Here's it on QI: https://www.youtube.com/watch?v=Ch9UuMFwzCE


It’s shown up on HN before at minimum.


My father was an instrumentation engineer for the DoD and much of what he worked on during his time at the high speed test track out at WSMR did involve ejection seat testing.

They had an assortment of very expensive mannequins rigged up with a multitude of sensors to determine strain or torsional effects that were used to determine whether the ejection was "survivable." I believe the certification process included the smallest possible dummy that could survive the seat ejection, and the largest that would fit.

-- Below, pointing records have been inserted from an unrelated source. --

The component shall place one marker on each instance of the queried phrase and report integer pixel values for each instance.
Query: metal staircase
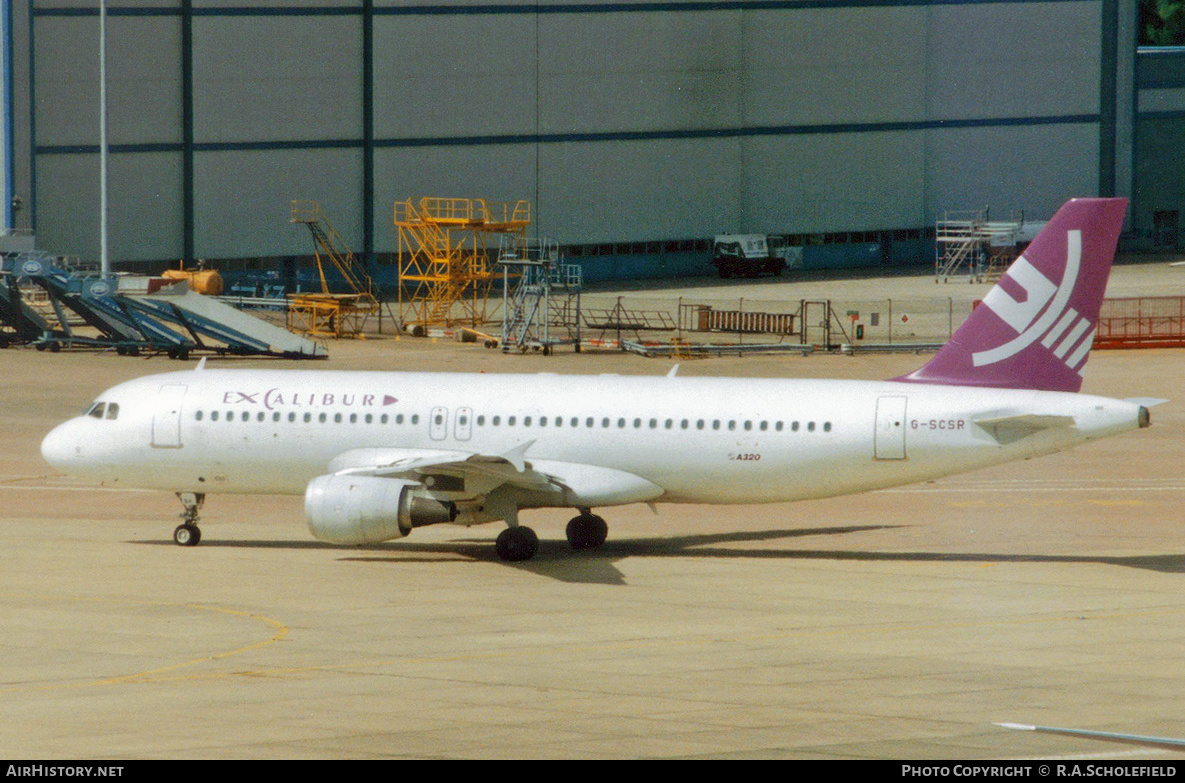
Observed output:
(343, 313)
(968, 244)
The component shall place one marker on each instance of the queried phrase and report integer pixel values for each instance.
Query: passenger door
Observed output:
(890, 435)
(166, 421)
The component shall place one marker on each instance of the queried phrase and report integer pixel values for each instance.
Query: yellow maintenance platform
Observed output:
(447, 252)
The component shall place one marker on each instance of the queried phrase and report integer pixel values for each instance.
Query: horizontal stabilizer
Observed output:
(1170, 743)
(1010, 429)
(1146, 402)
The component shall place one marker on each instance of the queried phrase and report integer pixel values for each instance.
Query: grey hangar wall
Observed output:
(627, 122)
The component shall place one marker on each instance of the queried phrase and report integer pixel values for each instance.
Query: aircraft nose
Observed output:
(59, 447)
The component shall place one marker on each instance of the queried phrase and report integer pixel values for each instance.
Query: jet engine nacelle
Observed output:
(366, 509)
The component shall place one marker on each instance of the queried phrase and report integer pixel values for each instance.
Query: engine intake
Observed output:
(366, 509)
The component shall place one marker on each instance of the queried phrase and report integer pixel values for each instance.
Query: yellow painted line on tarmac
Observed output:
(161, 675)
(279, 629)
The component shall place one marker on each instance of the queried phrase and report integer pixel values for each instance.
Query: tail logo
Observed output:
(1044, 314)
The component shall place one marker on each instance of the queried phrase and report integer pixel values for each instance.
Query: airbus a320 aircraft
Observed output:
(378, 454)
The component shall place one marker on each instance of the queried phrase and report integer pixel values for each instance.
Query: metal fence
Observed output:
(1141, 322)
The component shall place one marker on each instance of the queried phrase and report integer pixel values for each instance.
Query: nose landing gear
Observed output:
(187, 533)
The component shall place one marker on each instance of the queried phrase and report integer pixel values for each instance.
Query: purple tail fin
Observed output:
(1035, 328)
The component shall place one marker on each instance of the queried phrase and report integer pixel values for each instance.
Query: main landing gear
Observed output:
(584, 532)
(187, 533)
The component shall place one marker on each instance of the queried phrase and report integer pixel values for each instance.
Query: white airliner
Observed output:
(378, 454)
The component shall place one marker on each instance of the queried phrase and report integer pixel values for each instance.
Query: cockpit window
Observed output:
(104, 410)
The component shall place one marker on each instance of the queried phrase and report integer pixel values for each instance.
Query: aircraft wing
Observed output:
(575, 483)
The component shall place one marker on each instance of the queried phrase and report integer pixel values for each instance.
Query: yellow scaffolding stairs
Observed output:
(446, 265)
(331, 314)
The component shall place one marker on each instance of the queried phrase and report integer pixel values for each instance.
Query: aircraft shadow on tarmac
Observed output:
(557, 560)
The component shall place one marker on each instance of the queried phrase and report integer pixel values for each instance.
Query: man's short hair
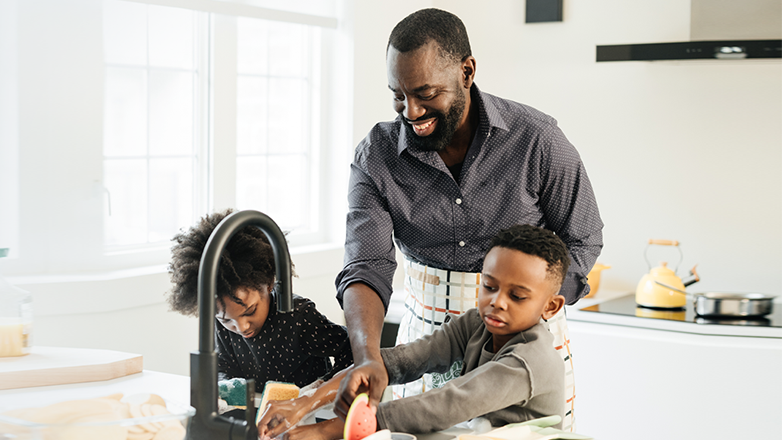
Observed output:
(420, 27)
(538, 242)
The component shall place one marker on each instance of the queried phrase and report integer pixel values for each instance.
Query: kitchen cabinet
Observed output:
(644, 378)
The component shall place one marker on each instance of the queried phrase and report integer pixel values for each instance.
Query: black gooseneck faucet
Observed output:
(207, 424)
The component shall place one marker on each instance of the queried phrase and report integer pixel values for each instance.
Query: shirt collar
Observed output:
(488, 118)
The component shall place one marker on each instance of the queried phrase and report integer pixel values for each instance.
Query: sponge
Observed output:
(277, 391)
(233, 391)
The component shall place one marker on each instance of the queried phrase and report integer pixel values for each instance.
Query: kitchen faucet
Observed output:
(207, 424)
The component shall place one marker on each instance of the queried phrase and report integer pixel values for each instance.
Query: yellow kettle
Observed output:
(661, 287)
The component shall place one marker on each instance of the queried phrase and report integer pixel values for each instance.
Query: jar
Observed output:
(16, 318)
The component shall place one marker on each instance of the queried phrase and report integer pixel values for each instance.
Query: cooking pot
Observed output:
(661, 287)
(733, 304)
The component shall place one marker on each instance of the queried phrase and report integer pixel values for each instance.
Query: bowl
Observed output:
(87, 420)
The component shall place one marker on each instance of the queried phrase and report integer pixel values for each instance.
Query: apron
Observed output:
(431, 294)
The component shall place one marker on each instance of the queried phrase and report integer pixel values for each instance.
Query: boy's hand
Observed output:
(370, 377)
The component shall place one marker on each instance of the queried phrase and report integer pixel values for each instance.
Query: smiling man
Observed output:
(455, 167)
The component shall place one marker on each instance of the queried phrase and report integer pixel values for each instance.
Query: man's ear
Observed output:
(468, 71)
(553, 306)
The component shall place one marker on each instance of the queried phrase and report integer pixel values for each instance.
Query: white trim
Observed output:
(242, 10)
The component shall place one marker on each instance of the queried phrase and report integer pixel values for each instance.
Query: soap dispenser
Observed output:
(16, 318)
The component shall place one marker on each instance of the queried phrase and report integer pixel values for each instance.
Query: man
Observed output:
(456, 166)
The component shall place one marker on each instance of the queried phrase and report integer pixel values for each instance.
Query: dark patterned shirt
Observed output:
(290, 347)
(520, 169)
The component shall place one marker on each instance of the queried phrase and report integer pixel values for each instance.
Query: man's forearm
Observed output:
(364, 313)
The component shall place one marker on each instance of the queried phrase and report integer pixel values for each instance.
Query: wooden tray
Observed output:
(56, 366)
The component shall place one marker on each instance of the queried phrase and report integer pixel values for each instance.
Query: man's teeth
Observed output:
(422, 127)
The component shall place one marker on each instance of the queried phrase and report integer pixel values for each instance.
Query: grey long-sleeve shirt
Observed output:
(521, 382)
(520, 169)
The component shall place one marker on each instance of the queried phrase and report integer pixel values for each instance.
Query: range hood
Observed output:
(719, 29)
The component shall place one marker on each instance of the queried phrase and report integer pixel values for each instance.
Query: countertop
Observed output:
(575, 313)
(171, 387)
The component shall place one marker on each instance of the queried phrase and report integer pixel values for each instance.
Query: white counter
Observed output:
(644, 378)
(575, 314)
(169, 386)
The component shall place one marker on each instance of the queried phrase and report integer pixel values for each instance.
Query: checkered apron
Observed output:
(432, 293)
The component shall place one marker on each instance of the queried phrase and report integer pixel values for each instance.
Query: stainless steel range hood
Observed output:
(719, 29)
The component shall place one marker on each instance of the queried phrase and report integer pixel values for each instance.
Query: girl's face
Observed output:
(248, 318)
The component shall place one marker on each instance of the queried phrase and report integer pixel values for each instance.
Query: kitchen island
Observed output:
(644, 377)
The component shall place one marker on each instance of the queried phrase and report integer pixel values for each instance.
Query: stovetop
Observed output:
(626, 306)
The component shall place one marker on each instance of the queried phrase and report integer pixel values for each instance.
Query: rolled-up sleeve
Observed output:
(369, 248)
(570, 210)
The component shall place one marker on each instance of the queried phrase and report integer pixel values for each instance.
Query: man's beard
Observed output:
(443, 133)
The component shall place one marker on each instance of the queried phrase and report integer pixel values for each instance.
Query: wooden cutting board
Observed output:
(56, 366)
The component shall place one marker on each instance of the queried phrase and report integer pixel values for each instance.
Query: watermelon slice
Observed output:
(360, 421)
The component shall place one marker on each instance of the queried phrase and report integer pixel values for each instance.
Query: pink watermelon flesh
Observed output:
(360, 421)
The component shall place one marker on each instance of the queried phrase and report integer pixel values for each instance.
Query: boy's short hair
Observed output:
(538, 242)
(247, 261)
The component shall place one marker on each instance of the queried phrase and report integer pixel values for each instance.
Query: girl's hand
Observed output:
(329, 430)
(280, 415)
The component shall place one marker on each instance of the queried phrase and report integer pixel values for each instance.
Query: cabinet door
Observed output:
(653, 384)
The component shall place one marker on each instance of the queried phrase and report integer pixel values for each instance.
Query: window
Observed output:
(135, 117)
(9, 141)
(151, 125)
(276, 89)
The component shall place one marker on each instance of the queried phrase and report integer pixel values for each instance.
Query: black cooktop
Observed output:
(626, 306)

Too small and the seat couldn't be rigged with enough ballast to prevent the acceleration of the ejection motor from crushing the pilot's spine. Too large and the seat wouldn't clear the tail or other aircraft structures. If I understand it correctly, the seats are configured to the pilot for this reason.

It's absolutely true that designing around averages is not how ejection seats are constructed or, for that matter, tested.


I strongly urge you to become familiar with the fighter-jet-seat problem if you're working with humans and applying averages.

"no-one is average" is more than technically correct. If your scientific analysis is missing this key point about humans, then it's basically worthless because it doesn't apply to real humans. This is what the US Air Force found: you have to personalise. You can never apply a generic result to an individual and have a good outcome.